Subradiance and Superradiant Long Range Excitation Transport among Quantum Emitter Ensembles in a Waveguide

TL;DR

This paper explores long-range collective excitation phenomena in quantum emitter ensembles coupled to waveguides, demonstrating the creation of subradiant states and efficient energy transfer, with potential applications in quantum technologies.

Contribution

It introduces a novel setup leveraging waveguide-mediated long-range interactions to generate subradiant states and control excitation transfer in quantum emitter ensembles.

Findings

Up to 50% excitation in subradiant states achieved.

Nearly lossless, fast energy transfer between ensembles demonstrated.

Control of transfer via ensemble positioning and randomness.

Abstract

In contrast to free space, in waveguides the dispersive and dissipative dipole-dipole interactions among quantum emitters exhibit a periodic behavior over remarkably long distances. We propose a novel setup exploiting this long-range periodicity in order to create highly excited subradiant states and facilitate fast controlled collective energy transport amongst far-apart ensembles coupled to a waveguide.

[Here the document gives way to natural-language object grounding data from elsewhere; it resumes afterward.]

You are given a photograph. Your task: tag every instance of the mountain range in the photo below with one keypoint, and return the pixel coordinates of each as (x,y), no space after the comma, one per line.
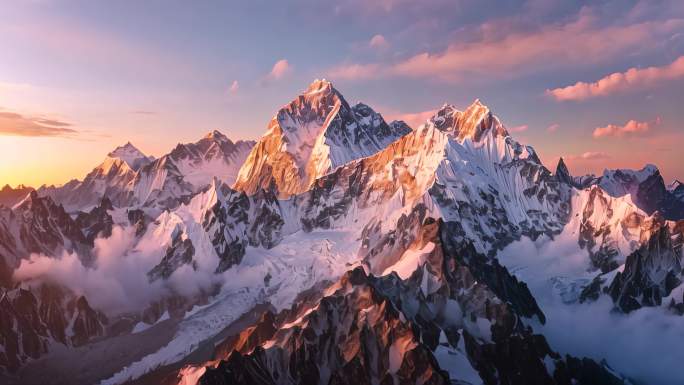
(336,249)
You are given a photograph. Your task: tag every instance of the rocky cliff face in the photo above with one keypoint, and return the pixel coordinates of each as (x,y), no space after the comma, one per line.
(314,134)
(128,178)
(31,319)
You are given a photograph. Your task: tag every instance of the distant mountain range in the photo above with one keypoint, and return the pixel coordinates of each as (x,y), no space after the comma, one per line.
(337,249)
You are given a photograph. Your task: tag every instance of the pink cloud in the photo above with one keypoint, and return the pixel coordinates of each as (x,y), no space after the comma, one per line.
(632,79)
(378,42)
(632,127)
(522,128)
(579,43)
(280,68)
(553,127)
(589,155)
(414,119)
(234,87)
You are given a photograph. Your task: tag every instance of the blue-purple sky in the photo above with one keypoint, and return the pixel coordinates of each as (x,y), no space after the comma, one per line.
(79,77)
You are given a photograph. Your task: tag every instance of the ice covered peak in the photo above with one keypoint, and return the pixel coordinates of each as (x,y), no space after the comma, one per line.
(472,123)
(129,154)
(623,181)
(675,185)
(216,135)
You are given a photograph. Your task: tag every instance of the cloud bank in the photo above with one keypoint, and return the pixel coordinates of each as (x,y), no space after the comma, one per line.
(12,123)
(632,127)
(631,80)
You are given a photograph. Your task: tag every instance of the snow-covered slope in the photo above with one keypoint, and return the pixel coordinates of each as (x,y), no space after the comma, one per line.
(128,178)
(314,134)
(380,253)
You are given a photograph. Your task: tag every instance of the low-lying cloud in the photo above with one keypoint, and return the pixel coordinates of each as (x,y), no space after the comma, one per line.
(631,128)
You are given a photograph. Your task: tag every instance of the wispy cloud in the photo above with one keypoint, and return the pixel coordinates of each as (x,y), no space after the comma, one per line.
(280,69)
(589,155)
(631,128)
(234,87)
(378,42)
(15,124)
(580,43)
(630,80)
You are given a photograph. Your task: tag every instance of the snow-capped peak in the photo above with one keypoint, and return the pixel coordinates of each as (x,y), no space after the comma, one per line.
(129,154)
(675,185)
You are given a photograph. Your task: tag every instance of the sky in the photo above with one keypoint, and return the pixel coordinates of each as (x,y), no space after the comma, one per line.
(600,83)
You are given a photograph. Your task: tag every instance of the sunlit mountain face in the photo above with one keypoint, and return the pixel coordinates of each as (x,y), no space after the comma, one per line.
(504,206)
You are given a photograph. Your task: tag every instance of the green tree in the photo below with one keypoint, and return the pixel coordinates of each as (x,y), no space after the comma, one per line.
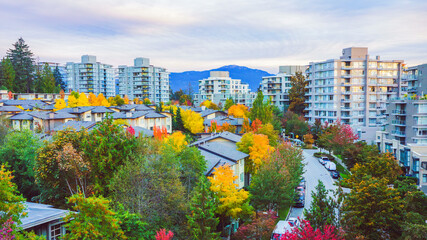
(58,78)
(22,62)
(7,76)
(228,103)
(93,219)
(18,153)
(261,110)
(273,185)
(11,203)
(201,220)
(323,209)
(297,94)
(373,210)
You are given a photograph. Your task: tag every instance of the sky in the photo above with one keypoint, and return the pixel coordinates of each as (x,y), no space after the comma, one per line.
(183,35)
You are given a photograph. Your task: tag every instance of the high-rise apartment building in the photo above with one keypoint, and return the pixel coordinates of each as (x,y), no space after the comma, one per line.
(276,88)
(416,77)
(90,76)
(219,87)
(354,88)
(144,81)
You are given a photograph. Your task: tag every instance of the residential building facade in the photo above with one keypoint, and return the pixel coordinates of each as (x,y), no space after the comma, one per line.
(219,87)
(353,89)
(276,88)
(144,81)
(90,76)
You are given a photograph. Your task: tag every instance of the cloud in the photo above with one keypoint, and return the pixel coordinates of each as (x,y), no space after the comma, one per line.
(185,35)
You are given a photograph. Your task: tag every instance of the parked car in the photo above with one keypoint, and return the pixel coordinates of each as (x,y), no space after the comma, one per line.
(302,183)
(284,226)
(335,174)
(330,166)
(299,200)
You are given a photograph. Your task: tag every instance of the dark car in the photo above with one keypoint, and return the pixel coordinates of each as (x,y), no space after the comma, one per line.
(335,174)
(299,200)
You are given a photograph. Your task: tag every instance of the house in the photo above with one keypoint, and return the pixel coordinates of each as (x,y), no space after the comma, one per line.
(44,220)
(237,122)
(45,121)
(220,149)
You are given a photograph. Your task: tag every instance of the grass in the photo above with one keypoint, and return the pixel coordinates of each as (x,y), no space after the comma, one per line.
(283,212)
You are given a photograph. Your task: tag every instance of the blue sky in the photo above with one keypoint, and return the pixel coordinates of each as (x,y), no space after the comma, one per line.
(196,35)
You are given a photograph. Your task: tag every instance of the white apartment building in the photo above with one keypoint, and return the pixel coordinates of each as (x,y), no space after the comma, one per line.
(90,76)
(219,87)
(144,81)
(276,87)
(354,89)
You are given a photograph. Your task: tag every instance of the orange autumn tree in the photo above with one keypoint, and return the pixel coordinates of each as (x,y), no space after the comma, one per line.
(160,133)
(233,202)
(238,111)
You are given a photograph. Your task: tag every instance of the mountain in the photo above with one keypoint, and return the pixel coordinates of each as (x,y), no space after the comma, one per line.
(247,75)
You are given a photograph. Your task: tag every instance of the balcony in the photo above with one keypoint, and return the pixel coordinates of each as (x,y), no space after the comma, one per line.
(398,122)
(398,133)
(398,112)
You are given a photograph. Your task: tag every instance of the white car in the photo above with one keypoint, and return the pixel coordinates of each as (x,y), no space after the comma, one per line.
(284,226)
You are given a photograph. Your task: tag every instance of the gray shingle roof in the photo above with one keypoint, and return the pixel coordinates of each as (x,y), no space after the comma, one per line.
(40,213)
(226,135)
(76,125)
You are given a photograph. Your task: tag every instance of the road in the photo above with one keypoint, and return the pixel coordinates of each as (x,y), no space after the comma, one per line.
(314,171)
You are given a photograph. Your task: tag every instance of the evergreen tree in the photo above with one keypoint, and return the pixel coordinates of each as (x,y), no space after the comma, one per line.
(48,80)
(22,62)
(58,78)
(323,208)
(297,94)
(261,110)
(201,220)
(7,74)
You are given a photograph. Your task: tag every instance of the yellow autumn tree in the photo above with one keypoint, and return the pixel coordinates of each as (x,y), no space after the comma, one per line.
(72,101)
(59,104)
(193,121)
(93,100)
(176,140)
(126,99)
(83,101)
(259,150)
(238,111)
(233,202)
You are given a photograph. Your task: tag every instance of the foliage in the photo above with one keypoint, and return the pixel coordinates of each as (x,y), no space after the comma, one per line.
(228,103)
(238,111)
(18,153)
(59,104)
(162,235)
(22,61)
(192,121)
(11,203)
(176,141)
(297,94)
(201,220)
(373,210)
(7,74)
(274,183)
(268,130)
(323,208)
(259,228)
(261,110)
(306,231)
(233,202)
(94,219)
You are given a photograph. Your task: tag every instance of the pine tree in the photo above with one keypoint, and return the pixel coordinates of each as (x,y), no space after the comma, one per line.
(48,80)
(58,78)
(7,76)
(202,221)
(22,62)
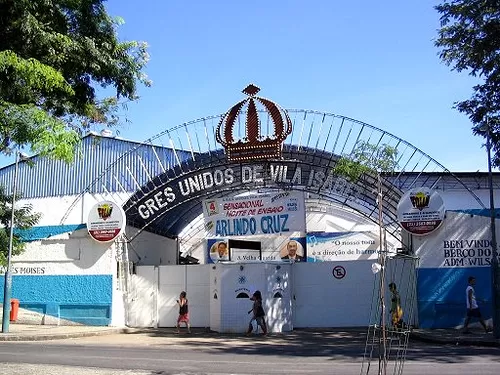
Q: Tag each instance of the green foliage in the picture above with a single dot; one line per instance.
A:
(54, 56)
(367, 158)
(24, 218)
(469, 40)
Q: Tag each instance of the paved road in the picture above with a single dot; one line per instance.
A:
(143, 354)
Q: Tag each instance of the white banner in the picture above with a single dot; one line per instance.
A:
(270, 213)
(342, 246)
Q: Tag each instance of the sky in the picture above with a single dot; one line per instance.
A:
(374, 61)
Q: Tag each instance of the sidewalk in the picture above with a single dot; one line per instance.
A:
(26, 332)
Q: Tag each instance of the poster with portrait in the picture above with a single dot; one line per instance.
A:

For sufficiently large ensembles collective superradiant emission into the fiber modes dominates over its free space counterpart. We show that for a large number of emitters a fast transverse coherent pulse can create almost perfect subradiant states with up to $50\%$ excitation. On the other hand, for a coherent excitation of one sub-ensemble above an overall excitation fraction of $50\%$ we find a nearly lossless and fast energy transfer to the ground state sub-ensemble. This transport can be enhanced or suppressed by controlling the positions of the ensembles relative to each other, while it can also be realized with a random position distribution. In the optimally enhanced case this fast transfer appears as superradiant emission with subsequent superabsorption, yet, without a superradiant decay after the absorption. The highly excited subradiant states as well as the superradiant excitation transfer appear as suitable building blocks in applications like active atomic clocks, quantum batteries, quantum information protocols and quantum metrology procedures such as fiber-based Ramsey schemes.